Menurut Iblis, penderitaan merupakan cara ampuh untuk memaksa manusia mengingkari Allah Maha Adil Maha Pengasih Maha Penyayang.

Dalam hal Ayub, Iblis beranggapan bahwa kesalehannya adalah karena Allah selalu memberkatinya. Karena Allah memberinya hidup sejahtera. Oleh karena itu, Iblis menghajar Ayub dengan berbagai penderitaan. Allah mengijinkannya.
Ayub menderita bukan karena dosa-dosanya, tetapi Allah memperlihatkan contoh: bagaimana Ayub sanggup tidak melakukan dosa dalam penderitaannya.
Dari suatu kehidupan mapan berlimpah berkah, dalam sekejap tiba-tiba Ayub kehilangan segalanya. Kehilangan istri, kehilangan anak, kehilangan teman, kehilangan harta, kehilangan kesehatan, kehilangan kehormatan sebagai manusia menggelepar dalam kesendirian dengan penyakit tubuh yang menjijikan.
Namun Ayub tidak mengeluh, tidak meratapi diri, tidak kehilangan keimanannya, tidak kehilangan rasa cinta dan welas asih, bahkan pada cacing-cacing yang menggerogoti luka di tubuhnya.

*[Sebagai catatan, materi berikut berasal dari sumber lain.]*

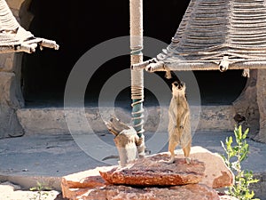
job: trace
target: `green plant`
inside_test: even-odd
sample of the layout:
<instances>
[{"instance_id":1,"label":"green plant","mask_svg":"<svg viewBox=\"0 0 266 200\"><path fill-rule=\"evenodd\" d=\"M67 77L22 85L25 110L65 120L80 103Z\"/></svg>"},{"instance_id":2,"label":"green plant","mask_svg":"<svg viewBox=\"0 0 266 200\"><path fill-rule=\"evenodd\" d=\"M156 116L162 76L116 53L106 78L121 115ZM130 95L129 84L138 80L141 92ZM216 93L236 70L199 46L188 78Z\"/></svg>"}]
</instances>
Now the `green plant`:
<instances>
[{"instance_id":1,"label":"green plant","mask_svg":"<svg viewBox=\"0 0 266 200\"><path fill-rule=\"evenodd\" d=\"M233 146L233 138L227 137L225 145L221 141L222 147L225 150L226 156L221 155L226 165L234 172L235 181L233 186L229 188L228 195L235 196L239 200L259 200L254 199L254 193L250 191L249 185L258 182L259 180L254 179L253 172L243 170L241 163L247 158L249 153L249 145L246 143L246 136L249 129L242 132L242 126L235 127L234 133L236 145Z\"/></svg>"},{"instance_id":2,"label":"green plant","mask_svg":"<svg viewBox=\"0 0 266 200\"><path fill-rule=\"evenodd\" d=\"M48 186L45 186L43 183L37 181L37 185L35 187L30 188L29 190L37 191L37 195L35 196L35 199L41 200L46 199L49 194L45 191L51 190L51 188Z\"/></svg>"}]
</instances>

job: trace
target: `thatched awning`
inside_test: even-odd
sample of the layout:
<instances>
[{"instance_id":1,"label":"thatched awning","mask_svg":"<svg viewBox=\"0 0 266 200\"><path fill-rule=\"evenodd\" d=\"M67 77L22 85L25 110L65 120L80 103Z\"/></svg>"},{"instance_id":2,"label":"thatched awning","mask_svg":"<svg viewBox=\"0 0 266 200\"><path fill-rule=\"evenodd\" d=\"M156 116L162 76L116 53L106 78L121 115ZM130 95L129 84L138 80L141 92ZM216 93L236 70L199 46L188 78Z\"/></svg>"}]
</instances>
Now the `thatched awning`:
<instances>
[{"instance_id":1,"label":"thatched awning","mask_svg":"<svg viewBox=\"0 0 266 200\"><path fill-rule=\"evenodd\" d=\"M264 0L191 0L172 43L133 66L158 70L266 68Z\"/></svg>"},{"instance_id":2,"label":"thatched awning","mask_svg":"<svg viewBox=\"0 0 266 200\"><path fill-rule=\"evenodd\" d=\"M34 52L35 48L59 49L56 42L35 37L16 20L5 0L0 0L0 53L25 52Z\"/></svg>"}]
</instances>

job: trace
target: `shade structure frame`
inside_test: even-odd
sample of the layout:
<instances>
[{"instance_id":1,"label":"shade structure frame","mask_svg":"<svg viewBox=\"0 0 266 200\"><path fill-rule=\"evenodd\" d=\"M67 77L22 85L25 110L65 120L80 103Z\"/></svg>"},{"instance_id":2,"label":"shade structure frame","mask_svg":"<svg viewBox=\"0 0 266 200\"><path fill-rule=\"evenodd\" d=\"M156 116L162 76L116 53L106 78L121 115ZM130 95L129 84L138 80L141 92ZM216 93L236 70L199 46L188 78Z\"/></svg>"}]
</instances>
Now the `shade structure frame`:
<instances>
[{"instance_id":1,"label":"shade structure frame","mask_svg":"<svg viewBox=\"0 0 266 200\"><path fill-rule=\"evenodd\" d=\"M24 52L32 53L36 47L59 49L53 40L35 37L17 21L5 0L0 0L0 53Z\"/></svg>"},{"instance_id":2,"label":"shade structure frame","mask_svg":"<svg viewBox=\"0 0 266 200\"><path fill-rule=\"evenodd\" d=\"M171 44L133 65L147 71L266 68L263 0L191 0Z\"/></svg>"}]
</instances>

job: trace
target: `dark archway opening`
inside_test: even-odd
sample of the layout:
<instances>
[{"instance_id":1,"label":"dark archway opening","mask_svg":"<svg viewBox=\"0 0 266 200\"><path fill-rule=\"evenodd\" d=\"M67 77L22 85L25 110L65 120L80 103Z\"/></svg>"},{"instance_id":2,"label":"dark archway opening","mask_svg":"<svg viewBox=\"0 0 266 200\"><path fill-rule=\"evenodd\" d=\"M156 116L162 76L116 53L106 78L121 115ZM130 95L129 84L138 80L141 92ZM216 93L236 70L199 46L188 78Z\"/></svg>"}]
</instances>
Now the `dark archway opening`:
<instances>
[{"instance_id":1,"label":"dark archway opening","mask_svg":"<svg viewBox=\"0 0 266 200\"><path fill-rule=\"evenodd\" d=\"M188 1L144 1L145 36L170 43ZM59 51L44 49L25 54L21 86L27 107L61 107L69 73L91 47L129 32L129 1L62 2L32 0L29 12L35 18L29 30L35 36L56 40ZM129 56L113 59L94 74L87 92L88 106L98 101L103 84L115 73L129 67ZM246 78L241 71L196 71L203 104L231 104L242 92ZM162 78L164 73L158 73ZM171 81L171 80L170 80ZM170 81L167 83L170 85ZM145 91L146 100L153 94ZM123 90L118 102L130 104L130 90Z\"/></svg>"}]
</instances>

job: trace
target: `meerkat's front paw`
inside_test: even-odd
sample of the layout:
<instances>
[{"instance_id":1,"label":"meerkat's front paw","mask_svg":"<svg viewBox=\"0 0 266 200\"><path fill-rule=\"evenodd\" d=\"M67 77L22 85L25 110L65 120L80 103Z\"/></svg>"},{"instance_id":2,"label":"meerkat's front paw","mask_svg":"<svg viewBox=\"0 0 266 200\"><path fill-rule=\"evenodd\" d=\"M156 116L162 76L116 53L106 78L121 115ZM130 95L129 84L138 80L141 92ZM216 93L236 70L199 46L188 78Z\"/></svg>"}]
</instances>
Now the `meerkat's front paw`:
<instances>
[{"instance_id":1,"label":"meerkat's front paw","mask_svg":"<svg viewBox=\"0 0 266 200\"><path fill-rule=\"evenodd\" d=\"M191 164L192 163L192 159L190 158L190 157L186 157L186 158L184 158L185 159L185 162L187 163L187 164Z\"/></svg>"},{"instance_id":2,"label":"meerkat's front paw","mask_svg":"<svg viewBox=\"0 0 266 200\"><path fill-rule=\"evenodd\" d=\"M167 164L174 164L175 163L175 157L171 157Z\"/></svg>"}]
</instances>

Kata seorang guru sufi: Renungkanlah mereka yang menempuh jalan ruhani. Lihat apa yang terjadi pada Adam; ingat berapa tahun yang ia lewatkan dalam berduka. Renungkan air bah di masa Nuh serta kesulitan dan penderitaannya. Pikirkan Ibrahim yang penuh cinta pada Tuhan: ia menderita penganiayaan dan dilemparkan ke dalam api. Ingat Ismail, yang diuji pengorbanan demi cinta ilahiat. Tengok Yakub yang menjadi buta lantaran meratapi putranya. Lihat Sulaiman yang jatuh dari kekuasaannya dan jadi rakyat jelata ketika kerajaannya dikuasai jin. Ingat Zakaria, begitu menyala-nyala cintanya pada Tuhan sehingga ia tetap diam ketika orang-orang membunuhnya; dan Yahya, yang dihinakan di muka orang banyak, dan kepalanya diletakkan di atas lempengan kayu. Tegak berdirilah di kaki tiang salib membayangkan Isa ketika ia menghadapi penyiksaan. Dan akhirnya, renungkanlah segala yang diderita oleh sekalian penempuh jalan ruhani, penghinaan dan penganiayaan.
Setelah itu, adakah yang mengira mudah saja untuk berserah tulus pada Allah?
Jika Sigmud Freud berhenti pada tesis kesimpulan bahwa dorongan paling mendasar dari setiap manusia adalah ”kehendak untuk kenikmatan” dan Alfred Adler sampai pada rumusan kesimpulan bahwa yang menjadi dorongan mendasar manusia adalah ”kehendak untuk berkuasa”, Viktor Frankl sudah pada tesis kesimpulan bahwa dorongan terdalam manusia bukanlah ”kenikmatan” ataupun ”kekuasaan” tetapi ”kehendak untuk mendapatkan makna”.
Menurut Frankl, ”makna” merupakan entitas yang harus ditemukan dan bukan sesuatu yang diberikan. Makna mempunyai sifatnya yang ’imanaen’ dan ’idependen’ dari pikiran manusia. Jadi, makna sudah hadir di sana dan siap ditemukan. Bagaimana ’makna’ ini kemudian ditemukan? Melalui tiga cara yaitu: melalui nilai-nilai yang dialami, melalui penciptaan nilai-nilai kreatif, dan melalui tindakan yang memiliki nilai-nilai hidup. Dan keutamaan yang paling mendasar adalah ”menemukan makna melalui penderitaan”.
Aspek terakhir kebebasan manusia adalah menentukan sikap dalam keadaan paling sulit.